町中を冒険者ギルド目指して歩いているだけなのに。
ふと、居心地が悪くなっている原因の方へと視線をやる。
…………ばっちり目があった。
「……どうかしたのか?」
誤魔化すかのようにそう訊ねる。
「な、なんでもない、です……」
「??何でもないならいいが……?」
何とかそれだけを返したものの、
(そこで何故俯く赤くなる!?)
グランスは頭の中で叫んでいた。
要するに。居心地の悪さを感じている理由は隣……というよりちょっと斜め後ろを歩いているミネアがさっきからちらちら送ってくる視線だった。
(う~む?)
グランスも男である。こうも美少女(というか美人?)から視線を送られてしまうと、期待するべきではないと頭で分かっていても、どこか期待してしまう。二人で歩いている、というこの状況もよろしくない。非常によろしくない。
(いかん、いかんな)
心の中で頭を振って、よろしくない妄想としか呼べないその期待を追い払う。
大体、自分には蒼い月の仲間達を守っていく責任があるような気がするのだ。恋愛沙汰に現を抜かしているわけにはいかない。いやいや、もう今いるここは到底十分、現とは呼べない気もするが。

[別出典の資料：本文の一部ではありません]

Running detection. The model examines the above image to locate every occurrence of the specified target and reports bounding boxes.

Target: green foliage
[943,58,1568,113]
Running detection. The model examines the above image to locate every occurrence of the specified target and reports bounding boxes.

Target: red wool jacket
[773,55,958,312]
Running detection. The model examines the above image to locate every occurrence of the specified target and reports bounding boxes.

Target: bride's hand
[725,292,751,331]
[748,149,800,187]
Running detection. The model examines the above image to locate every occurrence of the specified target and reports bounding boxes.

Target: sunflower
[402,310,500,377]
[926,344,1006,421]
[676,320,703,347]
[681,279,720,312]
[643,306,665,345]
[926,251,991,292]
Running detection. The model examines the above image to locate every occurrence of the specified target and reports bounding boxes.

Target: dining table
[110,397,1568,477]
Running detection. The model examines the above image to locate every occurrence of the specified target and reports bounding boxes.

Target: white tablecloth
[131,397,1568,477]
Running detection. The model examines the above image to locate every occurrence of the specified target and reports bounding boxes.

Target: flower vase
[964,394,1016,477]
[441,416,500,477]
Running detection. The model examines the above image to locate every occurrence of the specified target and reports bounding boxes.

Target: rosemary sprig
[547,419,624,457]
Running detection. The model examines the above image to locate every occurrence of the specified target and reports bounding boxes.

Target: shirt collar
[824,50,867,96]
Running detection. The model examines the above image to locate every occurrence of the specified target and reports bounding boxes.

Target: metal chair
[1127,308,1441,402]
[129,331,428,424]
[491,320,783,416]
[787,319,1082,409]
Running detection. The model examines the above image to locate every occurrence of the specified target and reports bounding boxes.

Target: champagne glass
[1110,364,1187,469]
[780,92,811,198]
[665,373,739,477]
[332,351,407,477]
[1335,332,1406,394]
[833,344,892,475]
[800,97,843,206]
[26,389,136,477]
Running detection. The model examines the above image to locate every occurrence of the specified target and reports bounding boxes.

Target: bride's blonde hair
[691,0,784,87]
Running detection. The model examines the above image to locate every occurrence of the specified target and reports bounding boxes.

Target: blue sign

軽く混乱しながらそんなことを考えていると、再びミネアからの視線を感じる。しかも、どこか熱を帯びているのはきっと気のせいだ。そう思うしかない。
(…………無心だ。無心あるのみだ)
大変気になるものの、そうそう振り向くわけにも行かず、必死にスルーしようと試みるグランス。
(こうなったら、出来る限り早く用事を済ませて宿に戻るしかないな)
などととんちんかんなことを考えながら、ひたすら冒険者ギルドへの道を急いだ。
実は春がすぐそこまで迫っていることに、当分気づくことは無さそうだった。